A particularly important concept is thermodynamic equilibrium, in which there is no tendency for the state of a system to change spontaneously. For example, the gas in a cylinder with a movable piston will be at equilibrium if the temperature and pressure inside are uniform and if the restraining force on the piston is just sufficient to keep it from moving. The system can then be made to change to a new state only by an externally imposed change in one of the state functions, such as the temperature by adding heat or the volume by moving the piston.
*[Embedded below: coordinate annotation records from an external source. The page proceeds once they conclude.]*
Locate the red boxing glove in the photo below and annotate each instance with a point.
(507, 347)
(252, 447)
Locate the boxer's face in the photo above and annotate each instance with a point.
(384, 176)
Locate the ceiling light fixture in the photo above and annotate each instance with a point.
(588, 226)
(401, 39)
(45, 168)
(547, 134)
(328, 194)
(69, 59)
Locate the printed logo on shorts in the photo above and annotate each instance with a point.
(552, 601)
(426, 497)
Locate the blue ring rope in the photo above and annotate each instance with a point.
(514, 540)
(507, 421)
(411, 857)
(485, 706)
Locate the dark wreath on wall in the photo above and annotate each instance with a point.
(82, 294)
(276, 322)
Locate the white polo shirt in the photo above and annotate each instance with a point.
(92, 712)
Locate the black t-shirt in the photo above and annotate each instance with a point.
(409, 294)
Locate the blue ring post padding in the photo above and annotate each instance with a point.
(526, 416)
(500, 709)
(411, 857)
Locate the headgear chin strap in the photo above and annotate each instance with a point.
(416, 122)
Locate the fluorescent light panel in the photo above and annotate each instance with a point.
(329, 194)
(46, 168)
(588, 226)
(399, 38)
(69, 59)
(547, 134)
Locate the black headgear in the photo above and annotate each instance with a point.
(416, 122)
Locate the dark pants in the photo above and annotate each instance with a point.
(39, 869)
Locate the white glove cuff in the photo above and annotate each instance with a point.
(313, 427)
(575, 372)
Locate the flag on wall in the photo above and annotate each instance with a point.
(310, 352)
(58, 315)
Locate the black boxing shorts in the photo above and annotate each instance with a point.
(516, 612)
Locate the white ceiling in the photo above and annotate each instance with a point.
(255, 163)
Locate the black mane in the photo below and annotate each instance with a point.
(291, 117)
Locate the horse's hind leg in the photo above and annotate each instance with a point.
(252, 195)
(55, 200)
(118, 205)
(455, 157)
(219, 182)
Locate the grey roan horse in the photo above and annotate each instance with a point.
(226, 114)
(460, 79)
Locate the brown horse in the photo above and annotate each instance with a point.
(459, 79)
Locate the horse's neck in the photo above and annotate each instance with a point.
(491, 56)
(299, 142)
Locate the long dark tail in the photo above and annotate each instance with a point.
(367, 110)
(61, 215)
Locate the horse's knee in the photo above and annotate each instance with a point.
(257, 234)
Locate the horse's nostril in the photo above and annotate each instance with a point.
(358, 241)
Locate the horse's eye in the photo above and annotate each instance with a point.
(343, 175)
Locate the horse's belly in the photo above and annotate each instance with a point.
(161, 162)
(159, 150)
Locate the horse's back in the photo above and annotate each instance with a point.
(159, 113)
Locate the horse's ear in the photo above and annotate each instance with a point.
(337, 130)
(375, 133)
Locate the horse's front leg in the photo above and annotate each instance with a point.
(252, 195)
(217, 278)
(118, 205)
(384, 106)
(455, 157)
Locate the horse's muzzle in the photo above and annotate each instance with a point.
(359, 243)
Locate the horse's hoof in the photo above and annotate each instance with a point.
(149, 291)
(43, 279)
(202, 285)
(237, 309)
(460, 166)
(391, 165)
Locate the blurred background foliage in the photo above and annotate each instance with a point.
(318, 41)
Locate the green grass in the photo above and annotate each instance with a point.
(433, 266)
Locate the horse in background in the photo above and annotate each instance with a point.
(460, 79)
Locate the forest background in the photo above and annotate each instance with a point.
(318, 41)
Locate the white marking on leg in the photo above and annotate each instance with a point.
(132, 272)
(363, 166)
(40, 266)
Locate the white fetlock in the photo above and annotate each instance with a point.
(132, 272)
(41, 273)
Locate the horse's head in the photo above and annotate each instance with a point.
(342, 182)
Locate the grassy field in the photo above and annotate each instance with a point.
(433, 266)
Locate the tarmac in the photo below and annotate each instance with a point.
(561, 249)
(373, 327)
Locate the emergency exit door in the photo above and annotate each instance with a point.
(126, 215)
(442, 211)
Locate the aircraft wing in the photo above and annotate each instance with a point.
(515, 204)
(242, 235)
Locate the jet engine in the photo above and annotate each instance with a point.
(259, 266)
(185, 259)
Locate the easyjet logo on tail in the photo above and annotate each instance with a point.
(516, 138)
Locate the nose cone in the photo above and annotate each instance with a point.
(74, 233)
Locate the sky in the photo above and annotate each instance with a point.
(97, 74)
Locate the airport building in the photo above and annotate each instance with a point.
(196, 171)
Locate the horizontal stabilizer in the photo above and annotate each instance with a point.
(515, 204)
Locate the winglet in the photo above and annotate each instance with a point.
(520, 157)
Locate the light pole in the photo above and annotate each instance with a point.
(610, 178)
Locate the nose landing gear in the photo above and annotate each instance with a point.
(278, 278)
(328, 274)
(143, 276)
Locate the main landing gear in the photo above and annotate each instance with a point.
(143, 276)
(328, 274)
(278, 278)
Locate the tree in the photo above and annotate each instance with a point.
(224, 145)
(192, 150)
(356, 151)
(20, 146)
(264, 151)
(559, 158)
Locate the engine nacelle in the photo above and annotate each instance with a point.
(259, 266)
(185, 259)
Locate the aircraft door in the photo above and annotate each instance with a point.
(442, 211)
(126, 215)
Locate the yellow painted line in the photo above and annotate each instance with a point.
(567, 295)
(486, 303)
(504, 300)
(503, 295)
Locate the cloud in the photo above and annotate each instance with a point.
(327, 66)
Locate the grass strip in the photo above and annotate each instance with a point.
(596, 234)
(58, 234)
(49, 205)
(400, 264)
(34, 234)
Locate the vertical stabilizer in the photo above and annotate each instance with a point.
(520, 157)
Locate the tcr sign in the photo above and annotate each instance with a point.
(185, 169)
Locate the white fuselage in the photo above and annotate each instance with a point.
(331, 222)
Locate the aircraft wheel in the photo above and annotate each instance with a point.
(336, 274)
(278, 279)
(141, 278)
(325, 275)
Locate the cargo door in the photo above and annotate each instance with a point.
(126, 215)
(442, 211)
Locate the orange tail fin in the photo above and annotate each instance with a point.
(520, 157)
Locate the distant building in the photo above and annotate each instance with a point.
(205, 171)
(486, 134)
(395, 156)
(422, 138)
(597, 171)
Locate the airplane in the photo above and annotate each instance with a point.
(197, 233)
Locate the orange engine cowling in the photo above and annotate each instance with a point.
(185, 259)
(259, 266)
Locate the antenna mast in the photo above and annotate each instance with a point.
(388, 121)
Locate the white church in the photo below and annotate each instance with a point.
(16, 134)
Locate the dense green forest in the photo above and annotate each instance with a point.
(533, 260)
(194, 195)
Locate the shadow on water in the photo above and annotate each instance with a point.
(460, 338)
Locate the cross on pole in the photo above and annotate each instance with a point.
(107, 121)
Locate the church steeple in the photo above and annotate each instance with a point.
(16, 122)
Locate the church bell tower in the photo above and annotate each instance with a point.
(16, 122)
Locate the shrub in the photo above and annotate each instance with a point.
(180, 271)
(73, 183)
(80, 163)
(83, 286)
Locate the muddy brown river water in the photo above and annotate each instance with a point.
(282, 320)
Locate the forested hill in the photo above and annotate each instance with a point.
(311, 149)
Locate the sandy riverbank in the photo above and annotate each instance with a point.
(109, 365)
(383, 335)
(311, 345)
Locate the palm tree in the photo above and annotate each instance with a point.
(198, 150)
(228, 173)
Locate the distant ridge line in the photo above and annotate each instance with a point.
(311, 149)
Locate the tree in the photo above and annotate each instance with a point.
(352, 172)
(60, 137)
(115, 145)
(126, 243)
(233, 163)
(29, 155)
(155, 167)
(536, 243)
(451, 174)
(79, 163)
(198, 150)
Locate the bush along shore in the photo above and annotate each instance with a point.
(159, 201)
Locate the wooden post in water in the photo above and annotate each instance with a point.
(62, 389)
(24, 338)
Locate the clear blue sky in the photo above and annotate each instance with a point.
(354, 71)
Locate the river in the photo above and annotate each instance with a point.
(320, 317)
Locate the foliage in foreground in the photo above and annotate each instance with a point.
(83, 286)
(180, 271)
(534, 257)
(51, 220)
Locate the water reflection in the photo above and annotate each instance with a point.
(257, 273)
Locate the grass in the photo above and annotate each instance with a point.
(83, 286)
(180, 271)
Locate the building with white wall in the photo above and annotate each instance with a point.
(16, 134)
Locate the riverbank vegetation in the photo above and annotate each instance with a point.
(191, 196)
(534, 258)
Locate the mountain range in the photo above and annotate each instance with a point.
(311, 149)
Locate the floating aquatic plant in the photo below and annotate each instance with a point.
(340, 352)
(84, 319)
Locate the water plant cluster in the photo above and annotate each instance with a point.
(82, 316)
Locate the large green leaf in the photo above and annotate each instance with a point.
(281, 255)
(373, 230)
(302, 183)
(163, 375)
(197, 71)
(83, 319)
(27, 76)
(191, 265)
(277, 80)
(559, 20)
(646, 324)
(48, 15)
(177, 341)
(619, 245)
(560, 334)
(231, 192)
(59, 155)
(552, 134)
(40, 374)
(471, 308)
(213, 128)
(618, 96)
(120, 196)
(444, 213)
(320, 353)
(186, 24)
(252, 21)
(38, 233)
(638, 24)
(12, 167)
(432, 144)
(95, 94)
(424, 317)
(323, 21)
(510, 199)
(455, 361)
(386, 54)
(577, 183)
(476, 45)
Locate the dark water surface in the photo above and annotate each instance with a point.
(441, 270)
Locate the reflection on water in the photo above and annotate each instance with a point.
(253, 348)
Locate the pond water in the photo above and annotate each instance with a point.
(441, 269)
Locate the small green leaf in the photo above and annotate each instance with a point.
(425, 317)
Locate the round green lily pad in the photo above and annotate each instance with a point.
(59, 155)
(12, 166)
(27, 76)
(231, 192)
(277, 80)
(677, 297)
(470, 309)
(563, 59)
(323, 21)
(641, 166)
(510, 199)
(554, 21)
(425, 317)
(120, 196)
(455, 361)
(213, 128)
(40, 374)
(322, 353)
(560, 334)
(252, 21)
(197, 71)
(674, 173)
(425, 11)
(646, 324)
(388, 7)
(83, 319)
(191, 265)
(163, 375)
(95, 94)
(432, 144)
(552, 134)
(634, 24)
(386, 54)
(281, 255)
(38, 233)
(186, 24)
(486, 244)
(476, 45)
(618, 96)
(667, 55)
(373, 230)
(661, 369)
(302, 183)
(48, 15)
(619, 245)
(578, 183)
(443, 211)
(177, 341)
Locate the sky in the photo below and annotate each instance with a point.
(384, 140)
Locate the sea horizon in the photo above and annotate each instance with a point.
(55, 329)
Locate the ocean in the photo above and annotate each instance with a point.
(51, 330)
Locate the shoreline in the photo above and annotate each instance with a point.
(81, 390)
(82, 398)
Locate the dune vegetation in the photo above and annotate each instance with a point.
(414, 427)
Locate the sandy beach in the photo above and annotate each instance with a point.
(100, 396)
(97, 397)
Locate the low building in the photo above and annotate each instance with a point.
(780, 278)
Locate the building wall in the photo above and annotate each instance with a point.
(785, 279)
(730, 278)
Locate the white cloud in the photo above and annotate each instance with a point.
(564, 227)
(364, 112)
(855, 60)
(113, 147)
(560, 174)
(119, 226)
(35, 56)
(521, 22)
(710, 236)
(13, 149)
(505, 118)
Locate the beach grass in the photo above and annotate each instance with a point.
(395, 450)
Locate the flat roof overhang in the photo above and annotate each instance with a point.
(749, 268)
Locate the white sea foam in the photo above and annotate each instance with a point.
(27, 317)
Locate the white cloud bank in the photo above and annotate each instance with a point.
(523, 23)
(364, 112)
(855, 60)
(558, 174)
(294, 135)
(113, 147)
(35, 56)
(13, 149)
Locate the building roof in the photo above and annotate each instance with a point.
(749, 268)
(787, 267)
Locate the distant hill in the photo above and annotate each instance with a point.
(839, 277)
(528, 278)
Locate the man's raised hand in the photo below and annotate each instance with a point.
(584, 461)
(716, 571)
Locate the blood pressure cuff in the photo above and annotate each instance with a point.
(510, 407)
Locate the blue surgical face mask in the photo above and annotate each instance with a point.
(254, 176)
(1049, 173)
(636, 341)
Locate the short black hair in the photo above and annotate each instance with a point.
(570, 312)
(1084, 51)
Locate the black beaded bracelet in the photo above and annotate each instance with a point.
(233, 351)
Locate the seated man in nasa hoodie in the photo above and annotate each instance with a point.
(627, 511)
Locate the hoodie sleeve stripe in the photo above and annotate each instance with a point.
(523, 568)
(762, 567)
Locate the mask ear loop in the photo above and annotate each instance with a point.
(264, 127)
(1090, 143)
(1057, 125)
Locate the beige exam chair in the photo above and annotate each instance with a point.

A sequence of one or more such steps connecting different states of the system is called a process. In general, a system is not in equilibrium as it adjusts to an abrupt change in its environment. For example, when a balloon bursts, the compressed gas inside is suddenly far from equilibrium, and it rapidly expands until it reaches a new equilibrium state. However, the same final state could be achieved by placing the same compressed gas in a cylinder with a movable piston and applying a sequence of many small increments in volume (and temperature), with the system being given time to come to equilibrium after each small increment. Such a process is said to be reversible because the system is at (or near) equilibrium at each step along its path, and the direction of change could be reversed at any point.
This example illustrates how two different paths can connect the same initial and final states. The first is irreversible (the balloon bursts), and the second is reversible. The concept of reversible processes is something like motion without friction in mechanics. It represents an idealized limiting case that is very useful in discussing the properties of real systems. Many of the results of thermodynamics are derived from the properties of reversible processes.